For comparison, pythons allantools needs approximately 3.5 seconds for the Allan deviation, 6.5 seconds for the total deviation and an indeterminate amount of time for mtie (to be fair, allantools also provides a fastmtie which seems to be currently unfinished though).

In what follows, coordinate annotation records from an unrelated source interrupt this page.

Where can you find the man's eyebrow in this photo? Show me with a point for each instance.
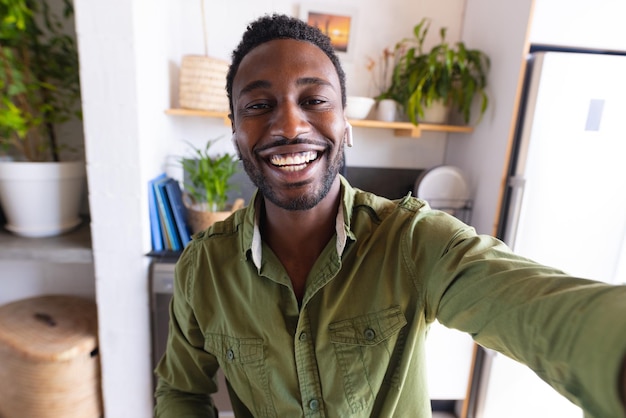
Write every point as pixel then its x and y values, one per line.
pixel 257 84
pixel 313 80
pixel 264 84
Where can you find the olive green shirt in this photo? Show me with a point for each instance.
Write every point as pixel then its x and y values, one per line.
pixel 354 347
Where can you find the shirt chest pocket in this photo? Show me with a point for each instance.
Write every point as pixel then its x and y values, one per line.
pixel 366 349
pixel 243 363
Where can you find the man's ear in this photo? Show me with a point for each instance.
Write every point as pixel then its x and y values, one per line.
pixel 349 138
pixel 235 145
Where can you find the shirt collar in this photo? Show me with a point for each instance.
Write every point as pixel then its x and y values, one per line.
pixel 252 233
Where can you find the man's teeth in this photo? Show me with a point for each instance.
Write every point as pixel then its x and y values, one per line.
pixel 293 162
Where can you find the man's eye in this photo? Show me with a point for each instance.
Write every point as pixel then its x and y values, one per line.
pixel 313 102
pixel 258 106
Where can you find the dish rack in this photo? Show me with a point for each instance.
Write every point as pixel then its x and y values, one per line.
pixel 461 209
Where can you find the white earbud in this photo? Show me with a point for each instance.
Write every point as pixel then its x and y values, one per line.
pixel 349 138
pixel 234 140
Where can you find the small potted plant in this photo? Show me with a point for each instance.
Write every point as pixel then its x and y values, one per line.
pixel 39 90
pixel 207 181
pixel 453 76
pixel 381 70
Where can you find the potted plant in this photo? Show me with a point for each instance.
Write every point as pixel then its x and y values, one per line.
pixel 207 181
pixel 454 76
pixel 39 90
pixel 381 70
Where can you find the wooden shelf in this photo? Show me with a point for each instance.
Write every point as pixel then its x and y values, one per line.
pixel 71 247
pixel 399 128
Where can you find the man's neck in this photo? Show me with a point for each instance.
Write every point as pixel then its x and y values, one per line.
pixel 299 237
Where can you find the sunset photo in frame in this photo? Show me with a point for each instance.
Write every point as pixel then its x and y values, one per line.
pixel 338 24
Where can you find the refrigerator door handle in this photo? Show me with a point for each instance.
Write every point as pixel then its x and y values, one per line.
pixel 516 184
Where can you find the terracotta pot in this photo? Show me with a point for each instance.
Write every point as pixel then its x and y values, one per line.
pixel 437 112
pixel 200 218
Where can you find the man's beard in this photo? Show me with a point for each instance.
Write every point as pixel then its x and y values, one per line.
pixel 303 202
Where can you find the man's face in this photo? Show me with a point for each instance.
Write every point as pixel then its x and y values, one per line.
pixel 288 122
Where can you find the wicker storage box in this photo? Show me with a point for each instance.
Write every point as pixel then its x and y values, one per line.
pixel 49 363
pixel 203 83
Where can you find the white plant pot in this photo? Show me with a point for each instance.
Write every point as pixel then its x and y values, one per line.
pixel 386 110
pixel 437 112
pixel 41 199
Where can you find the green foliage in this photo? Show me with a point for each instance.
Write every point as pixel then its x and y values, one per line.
pixel 453 75
pixel 208 177
pixel 39 79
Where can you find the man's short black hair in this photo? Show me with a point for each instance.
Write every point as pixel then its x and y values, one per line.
pixel 277 26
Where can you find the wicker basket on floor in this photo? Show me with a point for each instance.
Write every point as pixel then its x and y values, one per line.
pixel 49 354
pixel 203 83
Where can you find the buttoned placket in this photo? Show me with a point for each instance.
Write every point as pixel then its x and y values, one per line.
pixel 307 369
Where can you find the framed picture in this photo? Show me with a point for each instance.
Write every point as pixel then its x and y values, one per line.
pixel 338 23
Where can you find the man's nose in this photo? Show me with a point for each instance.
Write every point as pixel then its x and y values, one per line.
pixel 290 121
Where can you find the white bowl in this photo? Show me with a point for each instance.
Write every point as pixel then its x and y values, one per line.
pixel 358 107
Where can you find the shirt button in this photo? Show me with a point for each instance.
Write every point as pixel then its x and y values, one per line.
pixel 314 404
pixel 369 334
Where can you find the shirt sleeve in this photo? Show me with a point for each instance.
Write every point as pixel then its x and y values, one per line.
pixel 569 330
pixel 185 373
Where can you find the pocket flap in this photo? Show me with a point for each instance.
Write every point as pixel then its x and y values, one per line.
pixel 369 329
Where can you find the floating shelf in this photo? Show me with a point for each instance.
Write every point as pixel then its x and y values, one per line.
pixel 399 128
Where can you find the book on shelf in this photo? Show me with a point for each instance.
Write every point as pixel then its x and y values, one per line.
pixel 179 211
pixel 167 216
pixel 156 233
pixel 169 225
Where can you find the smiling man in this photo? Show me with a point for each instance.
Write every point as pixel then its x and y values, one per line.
pixel 316 299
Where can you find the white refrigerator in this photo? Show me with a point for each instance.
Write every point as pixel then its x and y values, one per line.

Benchmark different overlapping deviations for 10.000 data points and all possible taus:

using BenchmarkTools
arr = rand(Float64, 10_000)
@btime allandev(arr, 1.0, taus = AllTaus);    #Allan Deviation
@btime mallandev(arr, 1.0, taus = AllTaus);   #Modified Allan Deviation
@btime hadamarddev(arr, 1.0, taus = AllTaus); #Hadamard Deviation
@btime timedev(arr, 1.0, taus = AllTaus);     #Time Deviation
@btime totaldev(arr, 1.0, taus = AllTaus);    #Total Deviation
@btime mtie(arr, 1.0, taus = AllTaus);        #Maximum time interval error
println("Done")

Results:

37.702 ms (30 allocations: 436.13 KiB)  #Allan Deviation
39.805 ms (30 allocations: 371.13 KiB)  #Modified Allan Deviation
28.266 ms (30 allocations: 371.13 KiB)  #Hadamard Deviation
39.969 ms (51 allocations: 449.97 KiB)  #Time Deviation
150.508 ms (32 allocations: 865.89 KiB) #Total Deviation
240.852 ms (30 allocations: 631.44 KiB) #Maximum time interval error
Done

However, these timings need to be taken with a grain of salt, since it does not represent real world data.